Despite being in office for three months, US President Joe Biden has yet to nominate anyone for the vacant seat on the US Federal Reserve’s governing body. It would be unthinkable in Switzerland.

This content was published on April 30, 2021 – 09:00 AM

Fabio Canetg

The Fed’s monetary policy committee has been understaffed for more than three years. Biden is attract criticismExternal link for his inability to rectify that.

A multiannual vacancy on the board of directors of the Swiss National Bank (SNB) is unthinkable – because it is organized in a completely different way.

What are the main differences between Swiss and American central banks?

The SNB is headed by a board of directors made up of three people appointed by its supervisory body, the Bank Council. This body includes representatives from business, science and politics. While in the United States, Parliament has a say in the appointment of governors, in Switzerland it is the Federal Council (government ministers) that either confirms or rejects proposed SNB board members. The SNB’s management structure is simpler.

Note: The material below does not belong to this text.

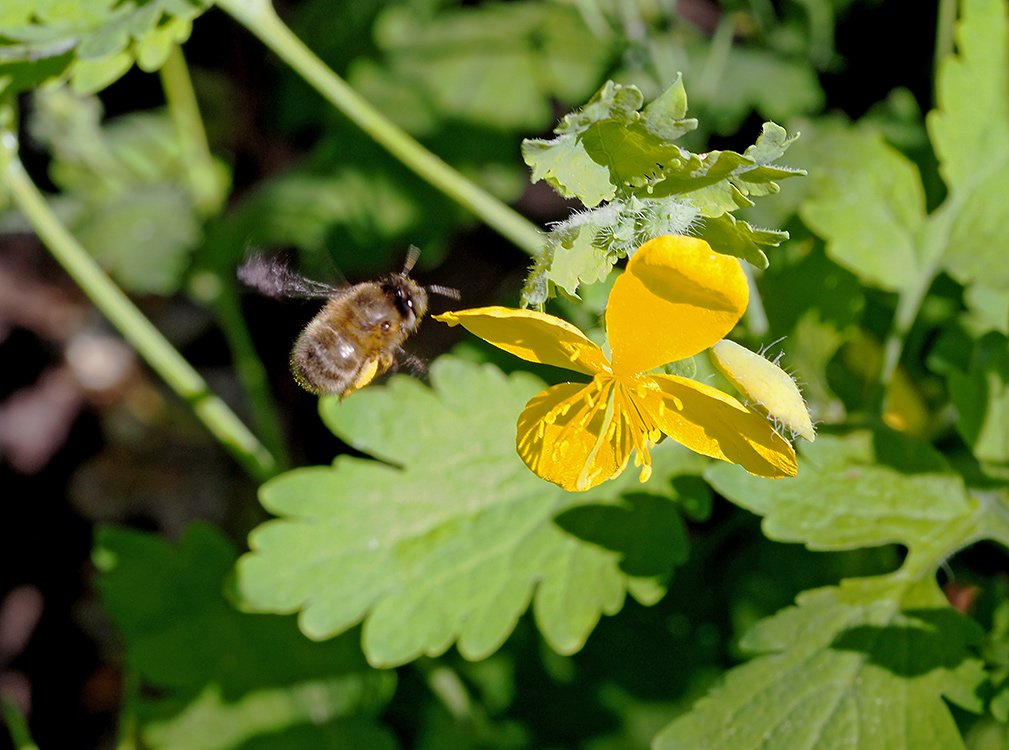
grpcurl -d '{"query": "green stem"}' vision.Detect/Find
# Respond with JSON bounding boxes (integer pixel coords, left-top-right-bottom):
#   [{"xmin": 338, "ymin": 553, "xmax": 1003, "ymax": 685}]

At first glance, Swiss politics seem to have little influence on the SNB. In comparison, the governance structure of the US Federal Reserve is much more complicated and closely linked to the political process.. The Federal Open Markets Committee (FOMC) determines the direction of monetary policy. The FOMC includes seven Federal Reserve governors and 12 heads of regional reserve banks, who sit at the table when the Fed discusses monetary policy.

However, only five of the 12 regional presidents can vote. Voting rights rotate annually. The Federal Reserve of New York alone has a permanent vote because it is responsible for the implementation of monetary policy.

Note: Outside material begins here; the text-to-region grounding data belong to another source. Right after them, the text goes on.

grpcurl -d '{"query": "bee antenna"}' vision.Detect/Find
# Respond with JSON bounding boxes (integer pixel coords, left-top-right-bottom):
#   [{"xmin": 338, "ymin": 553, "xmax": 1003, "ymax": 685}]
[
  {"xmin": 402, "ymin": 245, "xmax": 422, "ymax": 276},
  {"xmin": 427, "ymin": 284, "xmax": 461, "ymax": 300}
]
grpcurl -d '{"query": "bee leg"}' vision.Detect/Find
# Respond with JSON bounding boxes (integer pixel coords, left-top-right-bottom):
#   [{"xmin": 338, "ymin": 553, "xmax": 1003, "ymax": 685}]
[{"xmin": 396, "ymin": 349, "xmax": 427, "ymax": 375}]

Elections for members of the Fed’s Board of Governors are highly politicized. They are appointed by the US president and confirmed by the Senate, where candidates sometimes fail to find a majority.

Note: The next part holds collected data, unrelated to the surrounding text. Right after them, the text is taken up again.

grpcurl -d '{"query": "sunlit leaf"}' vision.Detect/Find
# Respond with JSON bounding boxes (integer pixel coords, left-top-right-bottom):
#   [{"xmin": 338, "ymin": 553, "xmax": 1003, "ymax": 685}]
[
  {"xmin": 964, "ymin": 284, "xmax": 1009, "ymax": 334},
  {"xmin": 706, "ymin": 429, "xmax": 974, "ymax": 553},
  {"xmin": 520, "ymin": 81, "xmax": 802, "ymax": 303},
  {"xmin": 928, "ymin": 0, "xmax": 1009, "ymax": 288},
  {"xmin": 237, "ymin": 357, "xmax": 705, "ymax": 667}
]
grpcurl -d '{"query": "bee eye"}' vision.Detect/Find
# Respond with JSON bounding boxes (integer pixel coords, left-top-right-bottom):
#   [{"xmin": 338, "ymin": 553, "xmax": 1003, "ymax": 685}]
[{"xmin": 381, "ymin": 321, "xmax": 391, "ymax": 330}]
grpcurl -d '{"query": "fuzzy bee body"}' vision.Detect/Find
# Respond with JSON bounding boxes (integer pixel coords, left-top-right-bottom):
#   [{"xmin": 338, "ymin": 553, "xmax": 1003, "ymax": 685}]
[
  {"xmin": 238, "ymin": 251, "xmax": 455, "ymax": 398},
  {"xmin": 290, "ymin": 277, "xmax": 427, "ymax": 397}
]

However, Swiss politicians can influence the SNB as well, as the Federal Council chooses which of the three members of the central bank‘s board it wishes to chair. This gives the government some influence over monetary policy.

In reality, the president has no more say in setting monetary policy within the three-member group. But if the other two board members work together against the president, it runs the risk of the president resigning. A natural aversion to taking this risk means that the Chair can significantly shape the direction of the SNB’s monetary policy over a long period. This makes the SNB predictable, but also presents a theoretical risk of blockage.

The US Federal Reserve is less exposed to this type of risk. The larger FOMC leads to a greater diversity of opinions. Even Fed Chairman Alan Greenspan, who went down in history as the “ maestro, ” sometimes had to bow to the majority opinion of the FOMC during his tenure from 1987 to 2006.

But such an important decision-making body also has its drawbacks. In Switzerland, it is clear who is responsible for monetary policy: the chairman of the SNB (currently Thomas Jordan). In contrast, FOMC members can hide behind the majority decision.

The roles are reversed when it comes to government in the respective countries. In the United States, the president has sole responsibility for government decisions. In Switzerland, the Federal Council operates with a wide range of opinions and a shared responsibility. If the SNB were organized like the US Federal Reserve, Jordan would have to convince a diverse decision-making body of its views. Just like the Swiss federal advisers (government ministers) must do today.

Author Fabio CanetgExternal link holds a doctorate in monetary policy from the University of Bern and the Toulouse School of Economics. He is a lecturer at the University of Neuchâtel. As a freelance journalist, he writes for SWI swissinfo.ch and The Republik. He also hosts the monetary policy podcast.GeldcastExternal link“.